Electrical/ Electrochemical Impedance Measurement for Biological Applications

Tuesday, October 13, 2015: 14:40
106-C (Phoenix Convention Center)
L. Yang (North Carolina Central University)
As a principle of transduction, the impedance technique has been applied in the field of biological study ranging from microbiology to cancer cell/tissue studies. This paper summarizes the applications of electrical/electrochemical impedance spectroscopy that have been practiced in our research in the past several years, mainly including two distinct fields--the detection of foodborne bacterial pathogens and the study of oral cancer cells.
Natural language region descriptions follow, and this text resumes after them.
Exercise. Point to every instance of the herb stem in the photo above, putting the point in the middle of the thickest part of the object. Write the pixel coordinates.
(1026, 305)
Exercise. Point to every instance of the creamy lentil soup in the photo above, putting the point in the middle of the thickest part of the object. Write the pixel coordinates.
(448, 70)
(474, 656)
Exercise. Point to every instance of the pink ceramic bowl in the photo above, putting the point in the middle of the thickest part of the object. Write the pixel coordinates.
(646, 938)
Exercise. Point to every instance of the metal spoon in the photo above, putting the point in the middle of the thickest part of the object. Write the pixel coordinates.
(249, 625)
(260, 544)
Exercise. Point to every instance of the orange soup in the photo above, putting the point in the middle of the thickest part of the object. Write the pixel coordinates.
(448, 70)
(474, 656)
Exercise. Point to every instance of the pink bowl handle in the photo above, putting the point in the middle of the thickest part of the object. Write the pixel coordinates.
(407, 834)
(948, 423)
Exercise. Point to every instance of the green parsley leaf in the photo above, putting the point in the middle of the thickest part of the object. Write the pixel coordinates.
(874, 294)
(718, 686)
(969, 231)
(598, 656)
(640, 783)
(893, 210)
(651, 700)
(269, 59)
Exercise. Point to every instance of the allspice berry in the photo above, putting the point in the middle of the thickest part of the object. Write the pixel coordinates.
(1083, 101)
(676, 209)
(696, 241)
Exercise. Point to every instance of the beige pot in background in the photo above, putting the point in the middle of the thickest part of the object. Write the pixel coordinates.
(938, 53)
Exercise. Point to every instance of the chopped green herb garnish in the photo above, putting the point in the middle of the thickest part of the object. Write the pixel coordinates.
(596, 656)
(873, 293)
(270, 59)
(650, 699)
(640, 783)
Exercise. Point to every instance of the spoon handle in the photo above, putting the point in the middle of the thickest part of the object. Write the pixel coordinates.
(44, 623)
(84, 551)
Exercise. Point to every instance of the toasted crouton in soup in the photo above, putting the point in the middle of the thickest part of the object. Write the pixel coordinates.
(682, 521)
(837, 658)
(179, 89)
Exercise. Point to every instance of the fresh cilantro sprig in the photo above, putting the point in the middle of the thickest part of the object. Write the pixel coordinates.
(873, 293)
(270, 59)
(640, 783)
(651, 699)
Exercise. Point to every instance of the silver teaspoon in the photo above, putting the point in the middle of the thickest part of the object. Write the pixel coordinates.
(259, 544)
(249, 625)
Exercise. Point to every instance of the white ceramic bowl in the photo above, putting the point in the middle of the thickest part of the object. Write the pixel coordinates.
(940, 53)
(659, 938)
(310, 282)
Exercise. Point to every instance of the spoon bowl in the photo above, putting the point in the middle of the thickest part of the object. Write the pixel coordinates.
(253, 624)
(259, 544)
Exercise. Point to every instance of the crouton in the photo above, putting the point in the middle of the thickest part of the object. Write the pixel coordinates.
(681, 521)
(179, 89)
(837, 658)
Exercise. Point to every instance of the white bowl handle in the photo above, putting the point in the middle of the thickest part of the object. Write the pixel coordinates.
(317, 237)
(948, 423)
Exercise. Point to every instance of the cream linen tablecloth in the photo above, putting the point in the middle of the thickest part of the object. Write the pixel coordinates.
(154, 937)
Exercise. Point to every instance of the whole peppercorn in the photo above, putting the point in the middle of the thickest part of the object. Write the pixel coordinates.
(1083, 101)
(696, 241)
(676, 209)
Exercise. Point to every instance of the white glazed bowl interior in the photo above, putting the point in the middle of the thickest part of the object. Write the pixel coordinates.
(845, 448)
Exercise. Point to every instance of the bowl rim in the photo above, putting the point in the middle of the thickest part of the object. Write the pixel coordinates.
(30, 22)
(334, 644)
Foodborne diseases caused by foodborne pathogens have been a serious threat to public health for decades and remain one of the major concerns of our society. The development of rapid, sensitive, and specific methods is central to implementing effective practice to ensure food safety and security. We have been using impedance technique as a means to detect and/or quantify foodborne pathogenic bacteria. This paper will particular introduce the recent significant development in this field, including the use of microfabricated microelectrodes, microfluidic chip-based devices, nanoparticles and integration with other techniques such as dielectrophoresis. Based on the fundamental impedance microbiology, which is a technique based on the measurement of changes in electrical impedance of a culture medium or a reaction solution resulting from the bacterial growth, we have added some new aspects to this subject that have made the impedance technique a more valuable technique for detection of foodborne bacterial pathogens. These aspects include the use of different electrode systems and the analysis of impedance components using equivalent circuits for better improvement on the detection systems. The advances in microfabrication technologies have launched the use of microfabricated microarray electrodes in impedance detection and the miniaturization of impedance microbiology into a chip format, which has shown great promising in rapid detection of bacterial growth. Further, the integration of impedance technique with biosensor technology has led to the development of impedance biosensors that is expending rapidly for bacteria detection in recent years. Impedance biosensors for bacteria detection are based on the analysis of electrical properties of bacterial cells when they are attached to or associated with the electrodes. Such impedance biosensor methods have substantially reduced the assay time down to 30 min~2 h compared with growth-based impedance methods. The dimensional compatibility of those microfabricated biosensors with the target bacterial cells has enabled them to detect the binding of bacterial cells on its surface without any amplification step. 

On the other hand, electrical impedance spectroscopy (EIS) enables direct sensing of cellular activities occurring on an electrode surface by measuring the induced capacitance and/or resistance changes by cells attached on the electrode. Particular, EIS is capable of distinguishing different types of cells based on the cellular activity-induced electrical signals. We have demonstrated the use of real-time impedance technique to study the cellular activities of oral cancer cells in a label-free manner, including cell proliferation, adhesion, spreading, and apoptosis induced by drug treatments. Furthermore, it is known that during transformation from non-cancer cells to caner cells, the cellular morphology, structure, and function are altered, which may includes, but are not limited to changes in the nuclei, composition of the cytoplasm, structure of the cell membrane, changes in the nuclei, composition of the cytoplasm, structure of the cell membrane, and expression levels of ion channels, etc. These changes may result in alterations in cancer cell properties that could be detected by the EIS well before these morphological features that normally used in detection can be seen or biomarkers are developed. We have explored the use of real-time impedance measurements to distinguish oral cancer cells from normal oral epithelial cells in label-free manner by studying the kinetics of cell spreading and attachment of the two cell types.